»Der Leuchtturmwärter von der Goldenen-Tor-Station telephoniert, er habe soeben den Dampfer Hongkong der San Franzisko-China-Linie gesichtet. Der Dampfer werde von einem kleinen Honolulu-Trampdampfer eingeschleppt. Sie alle wissen, daß die Hongkong überfällig ist. Um was es sich handelt, läßt sich ja allerdings noch nicht sagen. Mr. Lascelles, ich habe zwei Schleppdampfer beordert —«
»Weshalb zwei?«
»Wir haben Eile.
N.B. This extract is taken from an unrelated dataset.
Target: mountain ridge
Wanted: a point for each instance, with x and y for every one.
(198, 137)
Ich möchte vorschlagen, daß wir die Nachmittagsausgabe zwei Stunden früher erscheinen lassen mit zwölf bis zwanzig Spalten Hongkong an erster Stelle. Ich persönlich bin dafür, alles andere Lokale hinauszuwerfen. Nur Hongkong, wichtige Politik, Börse, Vermischtes. In zwei Stunden frühestens hat der »Call« die Nachricht von den Behörden, auf jeden Fall aber nach uns. Selbst wenn es sich nur um eine Stunde oder auch eine halbe Stunde Differenz handeln sollte, so haben wir doch Vorsprung, und die Leute vom Call kommen sicher nicht auf den Gedanken, daß wir zwei Stunden früher erscheinen könnten!«
»Teufel — das können wir aber doch nicht, Mac!«
»Ich meine, es müßte eben gehen,« sagte Allan McGrady nachdenklich. »Wir lassen die Setzer und die Maschinenleute der Nachtschicht holen. Was Manuskript anbetrifft, so soll der zweite Schlepper die ersten Nachrichten übermitteln, sobald es nur irgendwie geht, und der Rest muß eben auch im Handumdrehen da sein — ich kann mich auf meine Leute verlassen.« (Es geschah sehr selten, daß McGrady dergleichen sagte, aber wenn es geschah, so hätten wir uns in Stücke zerreißen lassen für ihn!!)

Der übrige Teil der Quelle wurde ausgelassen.